Another factor surveyed in this study was fertility potential of spermatozoa with ZBA assay. This assay highlights the potential of proper sperm interaction with oocyte in vitro setting. ZBA assay showed an insignificant decrease rate of sperm fertility endurance after vitrification. Evidence suggests that some spermatozoa intracellular signaling pathway can be affected during cryopreservation, and after warming of spermatozoa, features commonly observed in capacitated spermatozoa can be displayed (26, 27).
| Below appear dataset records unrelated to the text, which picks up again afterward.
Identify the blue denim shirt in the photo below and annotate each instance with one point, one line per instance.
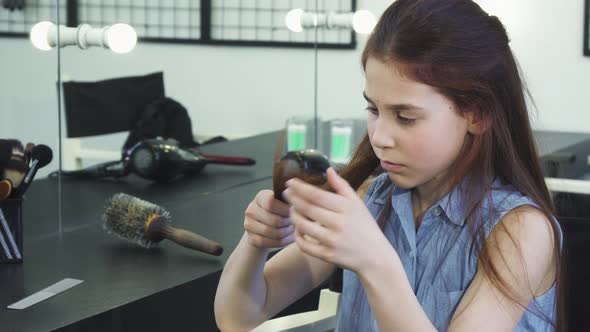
(438, 258)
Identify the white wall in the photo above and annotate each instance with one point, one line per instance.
(240, 91)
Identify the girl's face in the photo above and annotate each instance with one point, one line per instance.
(415, 131)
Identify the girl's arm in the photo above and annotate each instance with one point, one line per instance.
(521, 250)
(249, 292)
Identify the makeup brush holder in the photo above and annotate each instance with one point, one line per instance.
(11, 231)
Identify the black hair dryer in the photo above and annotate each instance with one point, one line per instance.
(163, 160)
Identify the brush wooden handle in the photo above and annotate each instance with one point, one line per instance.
(192, 240)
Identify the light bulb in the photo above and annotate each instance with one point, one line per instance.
(363, 21)
(121, 38)
(39, 35)
(293, 20)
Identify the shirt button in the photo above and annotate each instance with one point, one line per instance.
(437, 211)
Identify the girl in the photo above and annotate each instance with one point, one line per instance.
(456, 234)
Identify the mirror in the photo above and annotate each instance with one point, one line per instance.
(29, 108)
(233, 66)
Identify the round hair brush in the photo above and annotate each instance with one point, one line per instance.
(308, 165)
(146, 223)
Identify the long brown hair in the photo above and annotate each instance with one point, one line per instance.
(461, 51)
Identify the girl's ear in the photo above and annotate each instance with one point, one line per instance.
(477, 123)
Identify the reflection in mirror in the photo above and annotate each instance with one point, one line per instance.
(201, 72)
(28, 108)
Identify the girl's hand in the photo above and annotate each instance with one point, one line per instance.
(267, 222)
(335, 227)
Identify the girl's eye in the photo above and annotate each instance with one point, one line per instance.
(405, 121)
(372, 110)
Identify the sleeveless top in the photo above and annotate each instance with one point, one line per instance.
(438, 258)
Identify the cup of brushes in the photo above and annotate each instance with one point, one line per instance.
(18, 167)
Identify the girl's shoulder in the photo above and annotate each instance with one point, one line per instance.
(376, 189)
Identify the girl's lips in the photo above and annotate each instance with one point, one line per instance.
(391, 167)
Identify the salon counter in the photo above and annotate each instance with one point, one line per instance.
(170, 288)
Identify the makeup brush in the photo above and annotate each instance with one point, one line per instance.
(5, 189)
(146, 224)
(308, 165)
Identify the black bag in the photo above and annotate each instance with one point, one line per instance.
(165, 118)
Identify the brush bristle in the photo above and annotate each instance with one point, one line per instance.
(126, 216)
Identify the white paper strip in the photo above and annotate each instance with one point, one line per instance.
(45, 293)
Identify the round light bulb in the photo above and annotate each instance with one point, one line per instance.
(39, 35)
(293, 20)
(121, 38)
(363, 21)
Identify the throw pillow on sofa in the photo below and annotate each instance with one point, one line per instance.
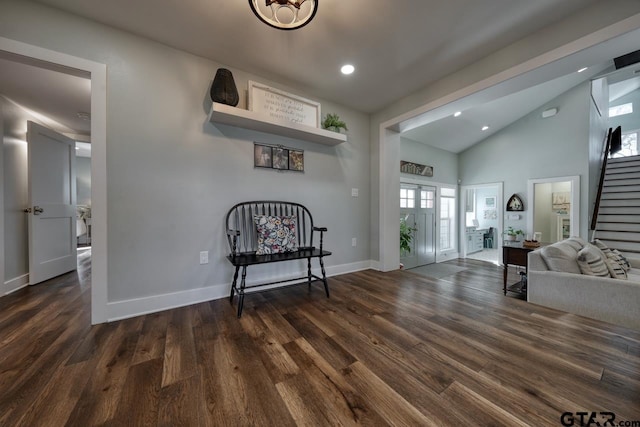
(592, 261)
(615, 269)
(560, 257)
(622, 260)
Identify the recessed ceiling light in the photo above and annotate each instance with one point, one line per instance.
(347, 69)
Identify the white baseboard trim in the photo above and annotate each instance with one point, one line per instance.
(15, 284)
(125, 309)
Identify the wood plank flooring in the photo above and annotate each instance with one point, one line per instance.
(386, 349)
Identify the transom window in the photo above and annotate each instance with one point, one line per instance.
(407, 198)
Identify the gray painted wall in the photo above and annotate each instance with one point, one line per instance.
(172, 175)
(534, 147)
(445, 163)
(83, 180)
(631, 121)
(15, 196)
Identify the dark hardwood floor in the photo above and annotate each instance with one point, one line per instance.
(386, 349)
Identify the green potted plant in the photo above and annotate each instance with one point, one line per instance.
(406, 236)
(333, 122)
(512, 234)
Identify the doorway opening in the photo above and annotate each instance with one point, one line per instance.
(482, 222)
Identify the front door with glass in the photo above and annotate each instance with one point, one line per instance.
(417, 222)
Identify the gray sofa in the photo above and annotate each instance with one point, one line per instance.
(555, 280)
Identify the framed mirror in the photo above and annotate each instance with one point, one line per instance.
(554, 208)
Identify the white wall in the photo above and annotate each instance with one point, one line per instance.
(534, 147)
(15, 196)
(628, 122)
(172, 175)
(83, 180)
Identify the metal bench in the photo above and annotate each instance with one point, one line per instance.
(244, 243)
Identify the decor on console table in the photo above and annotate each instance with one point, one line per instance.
(223, 88)
(512, 234)
(280, 106)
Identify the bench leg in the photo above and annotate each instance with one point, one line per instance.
(324, 277)
(241, 292)
(233, 285)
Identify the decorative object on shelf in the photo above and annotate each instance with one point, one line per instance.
(515, 204)
(415, 168)
(332, 122)
(278, 157)
(512, 234)
(223, 88)
(281, 106)
(299, 13)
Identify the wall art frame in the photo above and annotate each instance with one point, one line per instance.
(278, 157)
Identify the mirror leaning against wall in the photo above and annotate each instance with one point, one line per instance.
(555, 208)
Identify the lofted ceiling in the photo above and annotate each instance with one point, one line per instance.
(397, 47)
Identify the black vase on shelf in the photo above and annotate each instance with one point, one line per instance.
(223, 89)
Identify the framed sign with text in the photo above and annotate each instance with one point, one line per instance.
(281, 106)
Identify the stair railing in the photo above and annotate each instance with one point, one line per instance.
(603, 170)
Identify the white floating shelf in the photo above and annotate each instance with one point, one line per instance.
(225, 114)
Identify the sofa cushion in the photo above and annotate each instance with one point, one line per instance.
(561, 257)
(604, 248)
(592, 261)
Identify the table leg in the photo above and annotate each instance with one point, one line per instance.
(504, 274)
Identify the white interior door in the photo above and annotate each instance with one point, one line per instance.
(52, 203)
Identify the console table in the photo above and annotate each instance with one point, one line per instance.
(514, 253)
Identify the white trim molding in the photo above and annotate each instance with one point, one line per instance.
(119, 310)
(15, 284)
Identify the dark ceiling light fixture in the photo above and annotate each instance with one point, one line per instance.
(285, 14)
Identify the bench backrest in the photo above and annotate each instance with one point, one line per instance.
(240, 217)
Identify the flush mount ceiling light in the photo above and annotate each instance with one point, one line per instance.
(347, 69)
(285, 14)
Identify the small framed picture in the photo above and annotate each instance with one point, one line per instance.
(490, 202)
(280, 158)
(262, 156)
(296, 160)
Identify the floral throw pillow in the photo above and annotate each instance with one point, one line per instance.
(276, 234)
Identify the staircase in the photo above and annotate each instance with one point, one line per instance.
(618, 224)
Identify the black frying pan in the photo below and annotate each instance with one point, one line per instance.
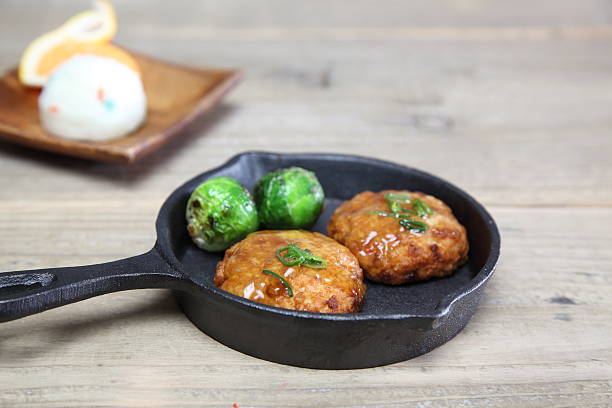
(396, 323)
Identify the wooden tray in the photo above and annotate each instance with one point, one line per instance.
(176, 96)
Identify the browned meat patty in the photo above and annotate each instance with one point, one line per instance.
(392, 254)
(338, 288)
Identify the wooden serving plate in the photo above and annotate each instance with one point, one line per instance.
(176, 96)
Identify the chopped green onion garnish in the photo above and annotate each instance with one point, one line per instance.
(292, 255)
(420, 209)
(397, 197)
(280, 278)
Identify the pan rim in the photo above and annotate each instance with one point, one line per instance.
(442, 310)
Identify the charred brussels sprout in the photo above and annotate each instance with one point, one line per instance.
(220, 212)
(289, 198)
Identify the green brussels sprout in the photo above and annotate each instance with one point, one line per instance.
(220, 212)
(289, 198)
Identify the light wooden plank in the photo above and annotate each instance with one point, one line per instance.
(525, 346)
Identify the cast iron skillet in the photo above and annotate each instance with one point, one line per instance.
(396, 323)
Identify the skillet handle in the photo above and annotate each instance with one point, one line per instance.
(23, 293)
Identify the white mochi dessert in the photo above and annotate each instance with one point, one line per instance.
(92, 98)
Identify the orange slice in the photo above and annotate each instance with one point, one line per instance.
(67, 49)
(85, 33)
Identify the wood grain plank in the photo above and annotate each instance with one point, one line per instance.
(509, 100)
(540, 338)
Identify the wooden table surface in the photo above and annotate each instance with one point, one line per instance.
(510, 100)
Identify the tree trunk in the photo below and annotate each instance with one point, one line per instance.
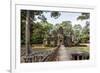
(27, 32)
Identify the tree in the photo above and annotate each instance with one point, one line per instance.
(77, 29)
(85, 30)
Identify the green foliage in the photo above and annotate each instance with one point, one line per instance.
(45, 30)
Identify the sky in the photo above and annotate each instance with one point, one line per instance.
(65, 16)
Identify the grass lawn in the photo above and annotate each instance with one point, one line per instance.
(81, 49)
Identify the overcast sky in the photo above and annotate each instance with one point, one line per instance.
(65, 16)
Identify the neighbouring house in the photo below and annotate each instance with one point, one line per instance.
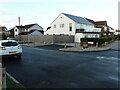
(106, 30)
(31, 29)
(117, 32)
(73, 25)
(2, 30)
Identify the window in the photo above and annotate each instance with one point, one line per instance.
(70, 26)
(54, 26)
(61, 25)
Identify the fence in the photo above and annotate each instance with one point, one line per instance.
(51, 39)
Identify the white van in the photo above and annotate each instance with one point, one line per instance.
(10, 48)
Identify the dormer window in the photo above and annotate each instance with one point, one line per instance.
(54, 26)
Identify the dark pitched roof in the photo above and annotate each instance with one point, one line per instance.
(92, 21)
(26, 33)
(28, 26)
(78, 19)
(101, 23)
(3, 28)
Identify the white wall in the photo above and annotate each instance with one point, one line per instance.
(16, 32)
(62, 19)
(36, 33)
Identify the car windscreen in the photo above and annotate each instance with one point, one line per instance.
(9, 44)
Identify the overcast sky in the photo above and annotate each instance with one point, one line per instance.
(44, 12)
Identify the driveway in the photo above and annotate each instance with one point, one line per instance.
(41, 67)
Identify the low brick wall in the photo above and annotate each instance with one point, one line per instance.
(51, 39)
(0, 76)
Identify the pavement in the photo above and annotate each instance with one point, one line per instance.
(0, 76)
(47, 67)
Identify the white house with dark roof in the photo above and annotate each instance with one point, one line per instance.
(73, 25)
(30, 29)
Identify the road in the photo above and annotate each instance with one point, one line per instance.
(46, 67)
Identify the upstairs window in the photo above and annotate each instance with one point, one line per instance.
(70, 26)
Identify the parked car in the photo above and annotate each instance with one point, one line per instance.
(10, 48)
(10, 38)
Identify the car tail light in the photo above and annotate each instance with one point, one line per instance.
(2, 48)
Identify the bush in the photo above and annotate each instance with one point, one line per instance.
(100, 40)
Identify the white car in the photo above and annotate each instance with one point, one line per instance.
(10, 48)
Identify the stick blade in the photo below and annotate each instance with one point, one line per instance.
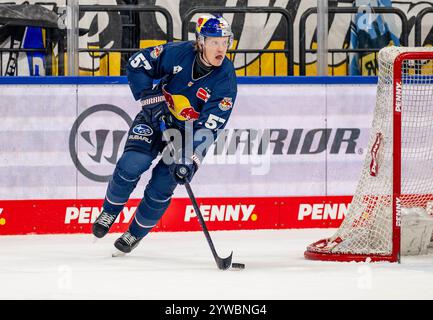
(224, 263)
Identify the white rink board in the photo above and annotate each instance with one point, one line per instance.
(37, 121)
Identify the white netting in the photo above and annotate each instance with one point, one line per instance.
(367, 228)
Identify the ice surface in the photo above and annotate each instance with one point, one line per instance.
(179, 265)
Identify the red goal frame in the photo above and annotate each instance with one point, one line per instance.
(315, 253)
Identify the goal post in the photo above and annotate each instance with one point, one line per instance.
(397, 174)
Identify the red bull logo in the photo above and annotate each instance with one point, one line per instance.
(180, 107)
(189, 114)
(225, 104)
(203, 94)
(156, 52)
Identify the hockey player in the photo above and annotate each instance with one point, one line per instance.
(197, 89)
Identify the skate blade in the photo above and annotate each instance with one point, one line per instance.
(118, 253)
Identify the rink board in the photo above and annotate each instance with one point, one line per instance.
(290, 158)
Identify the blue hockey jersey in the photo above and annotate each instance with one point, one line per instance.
(206, 101)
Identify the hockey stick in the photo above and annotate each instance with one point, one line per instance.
(222, 263)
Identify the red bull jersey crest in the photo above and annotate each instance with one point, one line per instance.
(207, 101)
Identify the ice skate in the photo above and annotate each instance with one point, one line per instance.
(126, 243)
(103, 224)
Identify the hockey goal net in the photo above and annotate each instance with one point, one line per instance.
(398, 168)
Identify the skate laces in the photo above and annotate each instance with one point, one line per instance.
(106, 219)
(129, 238)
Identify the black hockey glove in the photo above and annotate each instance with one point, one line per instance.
(184, 171)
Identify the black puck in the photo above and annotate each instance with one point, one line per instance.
(238, 265)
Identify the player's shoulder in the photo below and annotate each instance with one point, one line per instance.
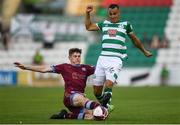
(62, 64)
(85, 65)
It is, however, necessary to precisely detect the sperm fertility poteintial with application of fluorescent staining, in conjunction with ZBA. It was recently observed that the acrosome of many sperm are damaged after vitrification (25). However, in this assay, the concentration of motile spermatozoa was similar in both fresh and vitrified spermatozoa. Therefore, the fertilization potential of sperm could preserve their progressive motility after vitrification and it was similar to fresh spermatozoa. Defects in plasma membrane including rupture, loss, wrinkling, in addition to acrosomal abnormalities, such as distended structures, loss, and vesicle formations were reported previously (28).
Conclusion
Vitrification had adverse effects on sperm parameters of motility and papanicolaou stained morphology. Also, it increased the rate of vacuolization in sperm head detected by MSOME, which may interfere with fertilization process in clinical setting. Therefore, MSOME technology is recommended for assessment of sperm fine morphology in ICSI program used cryopreserved spermatozoa.
Acknowledgement
Source(s) of support was the Shahid Sadoughi University of Medical Sciences, Yazd, Iran. We extent our gratitude to the staff of Research and Clinical Center for Infertility for their cooperation in this study.
Conflict of Interest
Authors declare no conflict of interest.